Melphalan is an alkylating agent which has been implicated in therapy-related ALL but is most commonly implicated with KMT2A rearrangements (formerly known as MLL) or hypodiploidy with loss of chromosomes 5, 7, and 17 which were more common in patients with prior exposure to alkylating agents and topoisomerase inhibitors. ²² KMT2A rearrangement was more common with t-ALL as a malignancy occurring specifically after alkylating agents.^23,24 Therapy-related ALL (t-ALL) secondary to alkylating agents carries a similar profile to therapy-related myeloid neoplasms. ²² Whether t-ALL is due to alkylating therapy, transplant, myeloma itself, or IMiDs is an active area of investigation. ²² It is interesting to consider that lenalidomide can induce a deregulated metabolic state due to loss of IKZF1 with additional DNA damage accumulated such as DNA damage seen with alkylators which can accelerate leukemogenesis.

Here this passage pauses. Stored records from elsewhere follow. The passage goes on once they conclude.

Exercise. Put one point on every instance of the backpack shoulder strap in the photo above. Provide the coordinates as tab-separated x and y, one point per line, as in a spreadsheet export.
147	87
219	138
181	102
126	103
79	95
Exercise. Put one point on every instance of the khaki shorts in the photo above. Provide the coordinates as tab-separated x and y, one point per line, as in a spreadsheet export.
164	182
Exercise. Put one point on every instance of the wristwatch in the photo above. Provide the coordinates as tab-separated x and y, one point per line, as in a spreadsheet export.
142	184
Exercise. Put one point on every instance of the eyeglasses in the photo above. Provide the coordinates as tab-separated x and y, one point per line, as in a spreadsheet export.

The only aspect of this case as compared with other t-ALL secondary to lenalidomide is appearance of pancytopenia after several years of remission with maintenance lenalidomide. ¹⁰ It is important to note that approximately 4% of patients following autologous hematopoietic stem cell transplantation and lenolidomide maintenance may develop a secondary hematologic malignancy. ²⁵

Conclusion

Awareness of secondary primary malignancies is crucial to treatment with certain agents such as the immunomodulator lenalidomide in MM; we suggest increased awareness of possible ALL which has been rarely described in the literature when treating with IMiDs, notably lenalidomide, which may present with new onset pancytopenia. Thus, new onset pancytopenia in a patient with MM who has been stably in remission should have low threshold for bone marrow biopsy.